Morocco-South Africa: on the Double Speak of a Pro-Separatism Journalist
The rapprochement between Morocco and South Africa seems to annoy some pro-separatism journalists who continue to spit their venom in the media. The diatribe written on Eyewitness News by Jean Jacques Cornish against Morocco is illustrative of the demise of the separatist discourse in Africa in general and in South Africa in particular.
In a letter to new ANC head, Cyril Ramaphosa, Cornish attempted hard to hide the sun with one finger denying the triumphal significance of Morocco’s return to the African Union and its growing clout in the continent.
After he described Morocco as a country of tourism, oranges and drugs, he continued his hate speech, claiming, “Morocco has nothing to offer South Africa.” Such a statement is not only emanating of envy but also of ignorance about Morocco and the projects it has ushered with African heavy weights including Ethiopia and Nigeria.
Someone should have told Cornish to look in the mirror before attacking Morocco.
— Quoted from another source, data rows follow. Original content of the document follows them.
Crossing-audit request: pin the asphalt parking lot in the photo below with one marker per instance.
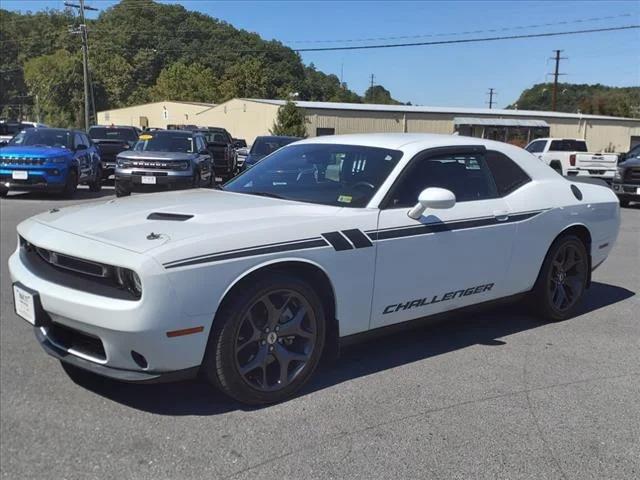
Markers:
(496, 394)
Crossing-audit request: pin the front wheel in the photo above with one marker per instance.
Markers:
(267, 340)
(562, 279)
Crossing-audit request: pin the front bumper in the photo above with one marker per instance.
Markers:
(115, 327)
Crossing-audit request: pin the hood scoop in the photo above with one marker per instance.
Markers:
(171, 217)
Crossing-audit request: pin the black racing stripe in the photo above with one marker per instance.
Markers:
(358, 238)
(337, 241)
(247, 250)
(303, 245)
(410, 231)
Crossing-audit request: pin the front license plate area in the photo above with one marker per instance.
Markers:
(27, 305)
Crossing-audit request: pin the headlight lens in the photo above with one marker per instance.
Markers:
(130, 280)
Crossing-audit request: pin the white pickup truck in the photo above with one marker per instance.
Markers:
(569, 157)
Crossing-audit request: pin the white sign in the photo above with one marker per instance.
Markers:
(25, 306)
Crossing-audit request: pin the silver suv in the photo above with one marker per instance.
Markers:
(167, 158)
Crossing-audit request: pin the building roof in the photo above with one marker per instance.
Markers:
(370, 107)
(500, 122)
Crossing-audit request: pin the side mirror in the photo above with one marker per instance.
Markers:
(432, 197)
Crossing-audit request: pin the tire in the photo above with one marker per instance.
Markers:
(249, 357)
(562, 279)
(96, 184)
(71, 184)
(122, 190)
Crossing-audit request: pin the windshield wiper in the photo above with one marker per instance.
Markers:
(267, 194)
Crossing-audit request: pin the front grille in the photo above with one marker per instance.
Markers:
(72, 339)
(632, 175)
(155, 164)
(5, 161)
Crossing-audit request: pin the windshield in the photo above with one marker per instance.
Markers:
(43, 138)
(268, 145)
(122, 134)
(165, 142)
(341, 175)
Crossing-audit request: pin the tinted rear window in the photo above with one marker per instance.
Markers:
(568, 146)
(124, 134)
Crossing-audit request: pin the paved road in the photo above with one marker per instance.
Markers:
(491, 395)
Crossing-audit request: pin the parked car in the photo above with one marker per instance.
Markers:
(626, 183)
(250, 285)
(570, 157)
(221, 147)
(9, 129)
(50, 159)
(112, 140)
(265, 145)
(167, 158)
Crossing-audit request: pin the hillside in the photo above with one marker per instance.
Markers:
(144, 51)
(591, 99)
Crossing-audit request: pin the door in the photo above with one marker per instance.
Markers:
(449, 258)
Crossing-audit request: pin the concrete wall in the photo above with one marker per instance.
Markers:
(159, 114)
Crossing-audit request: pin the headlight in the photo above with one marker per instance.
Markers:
(130, 280)
(58, 160)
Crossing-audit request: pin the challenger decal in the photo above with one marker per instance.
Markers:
(423, 302)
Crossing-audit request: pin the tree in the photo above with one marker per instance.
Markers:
(182, 82)
(57, 80)
(379, 94)
(248, 78)
(291, 121)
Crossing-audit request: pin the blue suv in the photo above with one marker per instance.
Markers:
(50, 159)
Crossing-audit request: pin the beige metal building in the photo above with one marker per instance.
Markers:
(155, 115)
(248, 118)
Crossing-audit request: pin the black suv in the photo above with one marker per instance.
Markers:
(111, 141)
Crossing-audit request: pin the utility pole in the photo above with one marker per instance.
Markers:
(491, 93)
(556, 74)
(85, 55)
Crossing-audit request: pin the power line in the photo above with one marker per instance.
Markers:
(472, 32)
(466, 40)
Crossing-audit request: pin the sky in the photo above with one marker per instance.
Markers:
(445, 75)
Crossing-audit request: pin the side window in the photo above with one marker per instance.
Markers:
(466, 175)
(507, 174)
(536, 147)
(77, 140)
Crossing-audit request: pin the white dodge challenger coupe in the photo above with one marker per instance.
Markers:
(324, 239)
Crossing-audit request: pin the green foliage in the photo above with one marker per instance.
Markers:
(185, 82)
(291, 121)
(57, 81)
(379, 94)
(590, 99)
(141, 51)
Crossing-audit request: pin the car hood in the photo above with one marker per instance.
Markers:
(45, 152)
(138, 155)
(144, 222)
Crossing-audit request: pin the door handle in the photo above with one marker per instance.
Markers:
(501, 216)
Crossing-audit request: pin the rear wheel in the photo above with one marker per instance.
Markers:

The same journalist, when he was chairman of the French Alliance of Pretoria, has said last March at the screening of Leila Marrakchi’s film, Rock the Casbah, that “in the African continent, which swings between hope and despair, Morocco is rising thanks to the political and economic progress it has achieved as a land of hope and optimism”.
He added “It is high time that this great country, took the place it deserves in the African Union to continue to give its precious contribution to build Africa of the future.”
Such a double speak not only undermines the credibility of Cornish’s letter but makes him look inconsistent and self-contradictory and hence unqualified to give an advice to the ANC leader on his future African policy to say the least.